A Review Asks Only Whether One Can Live With It Or Die Of It

I've been reviewing small press publications on www.bugpowder.com for a few years now. Totemic small presser Andy Luke recruited me; he'd been impressed with my essay, Closing Shots From A Grassy Knoll, and was convinced that I could restore some cheer to the reviews section.

Ostensibly a scoff-mixture, Closing Shots From A Grassy Knoll discusses the pathogenic presence in UK small press of comics creators eager to produce work sterilized by an ambition to be adaptable to the strictures of an intrusive company bent on 'product development', and who derive a vanity-buzz of satisfaction from tucking themselves into deadlines and knocked-off scripts. "This budding hack is fuelled by little more than the desperation for a sense of celebrity," I wrote, "and must be destroyed."

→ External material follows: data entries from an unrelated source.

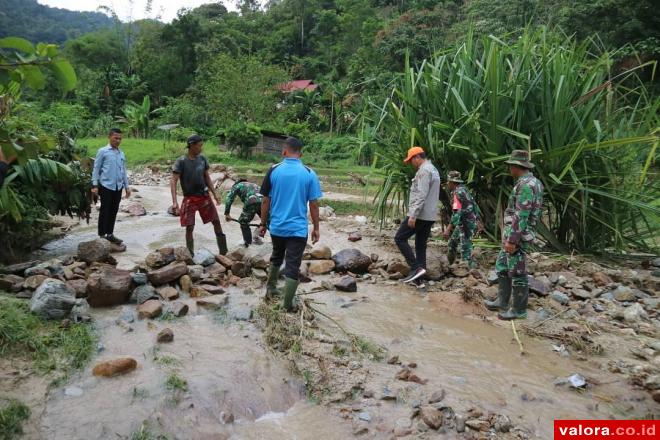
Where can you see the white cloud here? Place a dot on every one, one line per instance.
(165, 10)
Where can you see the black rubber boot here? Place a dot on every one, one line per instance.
(271, 285)
(190, 244)
(247, 234)
(451, 256)
(518, 309)
(289, 292)
(222, 243)
(503, 295)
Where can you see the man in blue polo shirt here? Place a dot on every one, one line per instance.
(287, 189)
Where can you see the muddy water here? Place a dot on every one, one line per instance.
(228, 370)
(476, 362)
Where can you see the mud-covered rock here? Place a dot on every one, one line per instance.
(167, 274)
(321, 252)
(204, 257)
(34, 281)
(150, 309)
(144, 293)
(237, 254)
(179, 309)
(186, 283)
(346, 284)
(398, 266)
(115, 367)
(53, 300)
(431, 416)
(11, 282)
(93, 251)
(320, 267)
(224, 260)
(108, 287)
(168, 293)
(241, 269)
(79, 286)
(181, 253)
(165, 335)
(351, 260)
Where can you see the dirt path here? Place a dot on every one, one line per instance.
(457, 347)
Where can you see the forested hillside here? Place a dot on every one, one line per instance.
(35, 22)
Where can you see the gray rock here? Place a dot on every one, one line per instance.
(203, 257)
(94, 251)
(502, 423)
(582, 294)
(623, 294)
(242, 313)
(53, 300)
(139, 278)
(560, 297)
(652, 382)
(108, 287)
(540, 286)
(634, 313)
(346, 284)
(167, 274)
(351, 260)
(144, 293)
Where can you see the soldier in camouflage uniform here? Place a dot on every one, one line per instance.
(522, 214)
(464, 220)
(249, 194)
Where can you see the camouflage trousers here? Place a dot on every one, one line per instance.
(248, 213)
(463, 235)
(514, 265)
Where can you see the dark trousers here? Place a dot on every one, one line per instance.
(421, 231)
(289, 249)
(109, 206)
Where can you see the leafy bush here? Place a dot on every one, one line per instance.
(241, 137)
(593, 143)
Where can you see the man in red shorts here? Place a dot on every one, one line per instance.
(192, 170)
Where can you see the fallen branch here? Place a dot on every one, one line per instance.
(515, 335)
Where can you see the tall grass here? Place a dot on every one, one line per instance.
(593, 134)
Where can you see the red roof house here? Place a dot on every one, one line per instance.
(300, 84)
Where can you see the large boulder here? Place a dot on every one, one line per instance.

My muscular reviewing-style grated with small press enthusiasts' indulgence in self-satisfied congeniality and writer/artist shape-throwing, but I refused to conveniently dismiss creators with throwaway compliments, employing instead a reviewing discipline based on four simple tenets: 1, perspective is to be achieved; 2, the standards by which one is judging the work are to be made clear; 3, credit is to be given where it is due; and 4, one should not be such a fucking misanthrope, you above-being-human narcissist.

Regularly achieving three of the four principles with my aesthetic evaluations, and quickly developing an obsessive-compulsive urgency for production of symmetrically paragraphed reviews, the meaningless absurdity of opinionative writing soon revealed itself to me. I was not deterred.

John Robbins

Space Opera: The Artist's Book

Late-October, 2000

A transcendental text combines with strips and illustrations to send secret signals that spark all manner of electrical activity in the brain, and down my spine – that leaves me tingling. Mike Weller can write rings around 'himselves', and others, and in Space Opera casts a spell difficult to resist; wherein things are lent focus, the metre (or something) seduces, and my Anhedonia is interrupted. Always involved and involving, at times such was the suffocating convolution of the read that I fully expected the book to collapse in on itself – in truth, I'd been sucked-in from word one.

Somehow simultaneously deconstructing and constructive, the combination of imagery and text is decidedly jolting, and with seductive child-like luminescence, is often a source of tickling unease. In a sense, Space Opera is a 'powerless fantasy' – like the believer relieved of responsibility by 'the will of God'. Ultimately however, despite the slings and arrows of outrageous fortune, we create the illusion of convenient relief ourselves – it is present only because we allow it. (Perhaps "Get writing, or get written" emerges the book's intrinsic message.)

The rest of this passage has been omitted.